Hit PlusLigi już dziś. Aluron CMC Warta Zawiercie zagra z PGE Projektem Warszawa
W przeciwieństwie do Asseco Resovii, innego z faworytów PlusLigi, Aluron CMC Warta ma jednak do dyspozycji siatkarzy, którzy świetnie się już znają. I trenera, który układa drużynę po swojemu już czwarty sezon. Dwa ostatnie kończył na drugim miejscu, czas więc na krok w przód.
Zawiercianie gorąco w to wierzą, mimo że Winiarski ma za sobą trudne lato: prowadzeni przez niego Niemcy nie awansowali do turnieju finałowego Ligi Narodów i nie wyszli z grupy na mistrzostwach świata. W klubie wiara w Winiarskiego jest niezachwiana - w końcu zaproponowano mu kontrakt aż do 2030 r. Były siatkarz może więc zostać pierwszym od 2015 r. polskim szkoleniowcem, który zatriumfuje w PlusLidze.

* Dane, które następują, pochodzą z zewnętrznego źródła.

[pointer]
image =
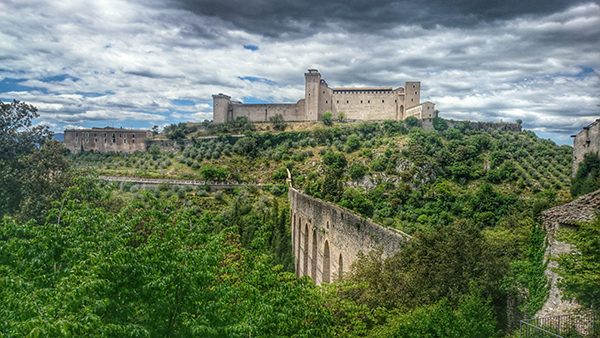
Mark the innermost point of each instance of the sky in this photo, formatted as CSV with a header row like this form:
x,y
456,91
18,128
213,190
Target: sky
x,y
136,64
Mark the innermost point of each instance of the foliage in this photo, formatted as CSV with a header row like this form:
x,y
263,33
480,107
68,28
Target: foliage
x,y
472,318
411,122
439,124
33,170
327,119
278,122
153,272
579,268
587,178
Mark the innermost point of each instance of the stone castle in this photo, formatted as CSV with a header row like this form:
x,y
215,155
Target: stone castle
x,y
106,139
366,104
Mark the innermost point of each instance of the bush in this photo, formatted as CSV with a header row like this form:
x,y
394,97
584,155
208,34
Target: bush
x,y
357,171
327,118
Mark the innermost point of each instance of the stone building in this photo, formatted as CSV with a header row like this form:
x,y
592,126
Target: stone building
x,y
106,139
566,216
586,141
367,104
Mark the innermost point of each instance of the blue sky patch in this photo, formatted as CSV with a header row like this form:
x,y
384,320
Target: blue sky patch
x,y
258,79
14,85
183,102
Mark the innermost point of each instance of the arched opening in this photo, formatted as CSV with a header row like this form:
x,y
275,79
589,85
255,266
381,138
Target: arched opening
x,y
305,253
314,257
341,267
326,269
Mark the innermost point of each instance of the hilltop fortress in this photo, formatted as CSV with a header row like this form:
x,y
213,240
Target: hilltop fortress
x,y
367,104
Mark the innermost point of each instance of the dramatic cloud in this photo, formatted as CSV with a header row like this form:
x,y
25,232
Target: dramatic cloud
x,y
125,63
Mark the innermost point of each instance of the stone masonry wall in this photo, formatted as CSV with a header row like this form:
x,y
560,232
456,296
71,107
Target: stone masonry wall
x,y
326,238
586,141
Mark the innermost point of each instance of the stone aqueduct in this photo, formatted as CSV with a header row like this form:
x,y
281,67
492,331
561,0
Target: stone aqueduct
x,y
326,239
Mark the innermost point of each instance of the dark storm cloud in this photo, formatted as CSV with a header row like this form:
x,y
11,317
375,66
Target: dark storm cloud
x,y
292,18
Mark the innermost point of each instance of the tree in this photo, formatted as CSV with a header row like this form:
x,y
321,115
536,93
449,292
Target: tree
x,y
327,119
411,121
278,122
579,267
154,272
32,168
587,178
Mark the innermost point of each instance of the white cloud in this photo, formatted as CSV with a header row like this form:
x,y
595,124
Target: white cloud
x,y
129,61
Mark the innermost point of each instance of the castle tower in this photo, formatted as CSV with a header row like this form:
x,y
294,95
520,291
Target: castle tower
x,y
220,108
412,94
311,94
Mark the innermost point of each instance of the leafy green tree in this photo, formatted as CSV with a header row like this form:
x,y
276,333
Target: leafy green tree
x,y
579,268
32,167
472,318
353,142
278,122
411,121
154,272
439,124
327,119
357,171
587,178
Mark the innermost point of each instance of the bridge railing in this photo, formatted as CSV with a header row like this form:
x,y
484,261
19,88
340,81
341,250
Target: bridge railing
x,y
579,325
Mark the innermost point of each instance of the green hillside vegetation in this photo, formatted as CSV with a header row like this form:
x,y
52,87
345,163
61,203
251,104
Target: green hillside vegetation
x,y
115,260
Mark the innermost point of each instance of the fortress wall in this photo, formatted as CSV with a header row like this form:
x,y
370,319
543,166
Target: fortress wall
x,y
586,141
375,105
101,140
317,225
262,112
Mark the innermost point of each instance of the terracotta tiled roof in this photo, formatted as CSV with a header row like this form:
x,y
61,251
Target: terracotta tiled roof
x,y
583,209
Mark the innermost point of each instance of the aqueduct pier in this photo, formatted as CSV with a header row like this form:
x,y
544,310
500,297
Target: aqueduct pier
x,y
326,238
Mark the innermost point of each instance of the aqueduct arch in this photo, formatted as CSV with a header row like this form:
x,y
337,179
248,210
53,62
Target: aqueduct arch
x,y
324,232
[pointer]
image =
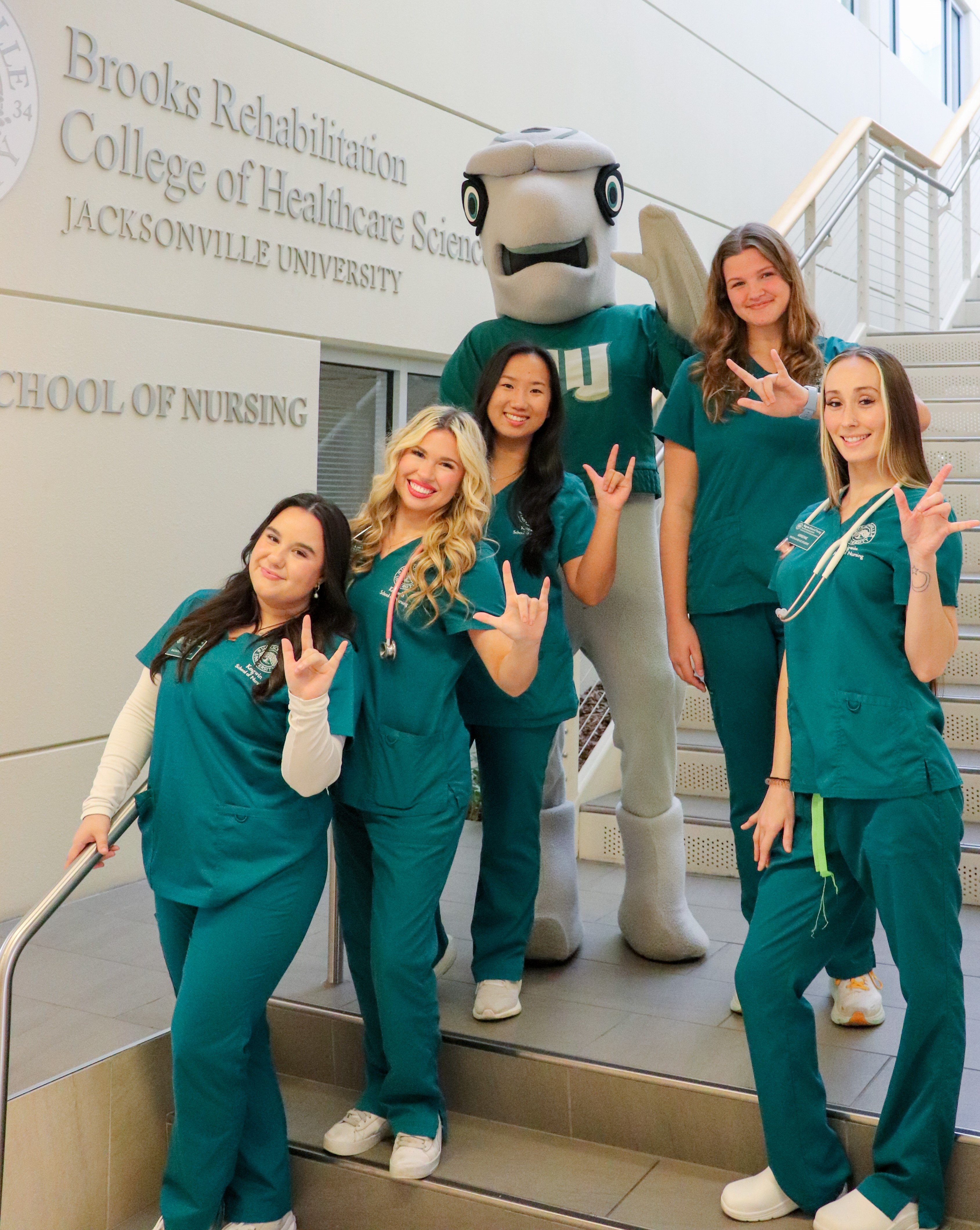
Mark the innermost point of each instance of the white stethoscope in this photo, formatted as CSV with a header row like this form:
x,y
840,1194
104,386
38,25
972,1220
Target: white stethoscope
x,y
834,554
388,646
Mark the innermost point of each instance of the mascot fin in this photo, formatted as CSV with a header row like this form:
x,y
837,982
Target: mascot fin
x,y
671,264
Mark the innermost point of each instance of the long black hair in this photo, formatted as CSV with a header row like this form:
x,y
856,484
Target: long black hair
x,y
532,495
236,606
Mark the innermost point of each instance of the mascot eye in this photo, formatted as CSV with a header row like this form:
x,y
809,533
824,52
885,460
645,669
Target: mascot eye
x,y
609,191
475,202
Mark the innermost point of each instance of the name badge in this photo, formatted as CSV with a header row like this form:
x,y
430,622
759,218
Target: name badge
x,y
805,536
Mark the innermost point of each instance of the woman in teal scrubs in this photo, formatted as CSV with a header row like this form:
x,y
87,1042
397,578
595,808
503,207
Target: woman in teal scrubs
x,y
428,597
735,476
543,524
246,736
877,815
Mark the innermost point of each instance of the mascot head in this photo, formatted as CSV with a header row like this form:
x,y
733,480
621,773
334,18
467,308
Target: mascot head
x,y
544,202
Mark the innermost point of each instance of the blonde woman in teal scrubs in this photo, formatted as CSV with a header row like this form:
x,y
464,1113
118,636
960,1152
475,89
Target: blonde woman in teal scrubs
x,y
246,716
865,802
428,598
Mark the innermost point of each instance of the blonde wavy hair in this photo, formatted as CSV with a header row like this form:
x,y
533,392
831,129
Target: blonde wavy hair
x,y
901,456
449,545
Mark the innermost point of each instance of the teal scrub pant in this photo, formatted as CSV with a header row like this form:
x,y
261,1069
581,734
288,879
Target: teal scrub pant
x,y
229,1139
903,854
390,875
512,778
743,652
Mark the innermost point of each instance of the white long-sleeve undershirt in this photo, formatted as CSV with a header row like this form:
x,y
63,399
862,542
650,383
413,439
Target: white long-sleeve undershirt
x,y
312,756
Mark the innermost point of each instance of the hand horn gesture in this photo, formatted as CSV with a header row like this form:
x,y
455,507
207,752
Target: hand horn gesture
x,y
779,394
926,527
524,618
312,675
612,489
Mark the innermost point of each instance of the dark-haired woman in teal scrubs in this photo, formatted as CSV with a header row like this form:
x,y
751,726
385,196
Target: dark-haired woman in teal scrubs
x,y
865,802
428,597
735,476
246,718
543,524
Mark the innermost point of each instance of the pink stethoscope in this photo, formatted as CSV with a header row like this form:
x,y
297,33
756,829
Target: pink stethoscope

Już pierwszy oficjalny mecz sezonu będzie jednak dla Warty poważnym sprawdzianem. Do Zawiercia przyjeżdża PGE Projekt Warszawa, czyli brązowy medalista ostatnich rozgrywek. Oba zespoły spotkały się wówczas w półfinale i o wygranej zdecydował dopiero tie-break decydującego, trzeciego meczu.
Warszawianie mają już za sobą pierwsze przetarcie, we wtorek pokonali 3:0 InPost ChKS Chełm. Już w pierwszym meczu z dobrej strony pokazały się nowe gwiazdy drużyny - Bartosz Bednorz i Karol Kłos, a nagrodę dla MVP odebrał Jurij Semeniuk. Tym razem jednak poprzeczka będzie wisiała znacznie wyżej. Początek spotkania o godz. 14.45, transmisja w Polsacie Sport 1.